As readers know, our backcountry hike did not go as planned. However, in many ways the unfortunate knee injury I referred to last week actually made our experience better. Since we could not keep pace with our daughter and son-in-law, we agreed to part company and they surged ahead in hopes of completing the hike on time and at the agreed upon completion point. Despite the delay that we caused, Amanda and Kelly completed the 47-km hike on time and literally popped out of bush 20 minutes before our oldest son arrived to pick them up.
After reaching the half-way point in the trail (Sombrio Beach), Angela and I hiked an additional two kilometres up an access road in hopes of finding cell service. That was a futile exercise, so I then ascended an abandoned logging road in hopes of reaching the highest ground in the area. When the road ran out, I climbed an adjacent hill, stood on a tree stump and held the phone as high as possible. As I grabbed a nearby tree to steady myself, I noticed an ornament hanging on a branch. It was a stained-glass tribute to someone’s mother and had a verse written on it. What it was doing there in the middle of nowhere remains to be answered.
Our attempts to contact our pick-up man by cell phone were appreciated by a park employee who explained even their satellite phones do not perform reliably at that particular area. He offered to phone our son and relay a message when he returned to an area that had phone service.

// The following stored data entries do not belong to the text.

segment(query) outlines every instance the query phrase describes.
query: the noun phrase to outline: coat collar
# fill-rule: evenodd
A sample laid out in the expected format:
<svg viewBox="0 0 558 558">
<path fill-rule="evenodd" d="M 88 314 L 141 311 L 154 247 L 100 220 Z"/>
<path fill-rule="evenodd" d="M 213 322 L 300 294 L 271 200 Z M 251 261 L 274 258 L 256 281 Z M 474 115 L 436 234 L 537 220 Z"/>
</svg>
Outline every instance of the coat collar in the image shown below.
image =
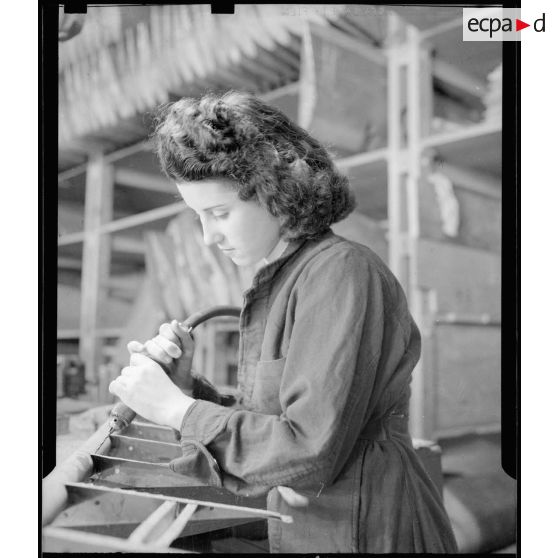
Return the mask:
<svg viewBox="0 0 558 558">
<path fill-rule="evenodd" d="M 267 265 L 264 265 L 256 272 L 252 281 L 252 286 L 244 293 L 244 295 L 246 296 L 248 295 L 248 293 L 252 293 L 256 289 L 259 289 L 264 284 L 271 281 L 275 277 L 277 272 L 285 264 L 287 264 L 287 262 L 293 259 L 296 254 L 301 253 L 305 247 L 308 247 L 311 250 L 312 247 L 316 247 L 318 243 L 321 245 L 324 240 L 329 239 L 330 241 L 332 241 L 335 238 L 337 237 L 335 236 L 333 231 L 331 229 L 328 229 L 317 240 L 291 240 L 288 246 L 285 248 L 285 251 L 279 258 Z"/>
</svg>

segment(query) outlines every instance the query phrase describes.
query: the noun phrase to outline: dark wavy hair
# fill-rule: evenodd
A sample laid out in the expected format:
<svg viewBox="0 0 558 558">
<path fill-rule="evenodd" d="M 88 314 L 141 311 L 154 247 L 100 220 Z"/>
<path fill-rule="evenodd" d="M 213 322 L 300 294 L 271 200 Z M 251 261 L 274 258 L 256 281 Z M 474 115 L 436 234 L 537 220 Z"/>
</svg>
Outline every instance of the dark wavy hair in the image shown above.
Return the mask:
<svg viewBox="0 0 558 558">
<path fill-rule="evenodd" d="M 279 218 L 285 240 L 317 238 L 355 207 L 326 149 L 254 95 L 184 98 L 160 107 L 155 124 L 157 155 L 171 180 L 231 179 L 241 200 L 256 199 Z"/>
</svg>

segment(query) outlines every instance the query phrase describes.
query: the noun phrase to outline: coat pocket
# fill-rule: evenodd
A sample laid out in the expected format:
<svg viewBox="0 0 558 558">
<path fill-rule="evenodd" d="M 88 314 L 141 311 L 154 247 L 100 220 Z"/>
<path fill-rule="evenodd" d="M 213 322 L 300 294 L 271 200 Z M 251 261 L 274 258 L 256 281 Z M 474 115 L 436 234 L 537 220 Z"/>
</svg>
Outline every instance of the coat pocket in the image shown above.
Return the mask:
<svg viewBox="0 0 558 558">
<path fill-rule="evenodd" d="M 252 407 L 268 415 L 280 415 L 279 388 L 286 358 L 260 360 L 256 365 Z"/>
</svg>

To our surprise, our son received our message but did not heed the instructions. Instead of arriving later as per the message, he felt an urgency to follow the original timetable which worked out perfectly.
I should explain that the trail has primitive camping spots only at specific locations. If hikers fail to make it to the camps, there are only three choices: try to hike to a camp in the dark, sleep on the narrow trail or find an open area or animal trail wide enough to pitch a tent.
Amanda and Kelly found themselves stuck between campsites when high tide prevented them from following the route along the ocean shoreline. After exploring the area they were fortunate to find a great camping spot that was not on the map. The only downfall was all their food had to be hoisted as high as possible from a tree branch in case a hungry bear smelled their provisions.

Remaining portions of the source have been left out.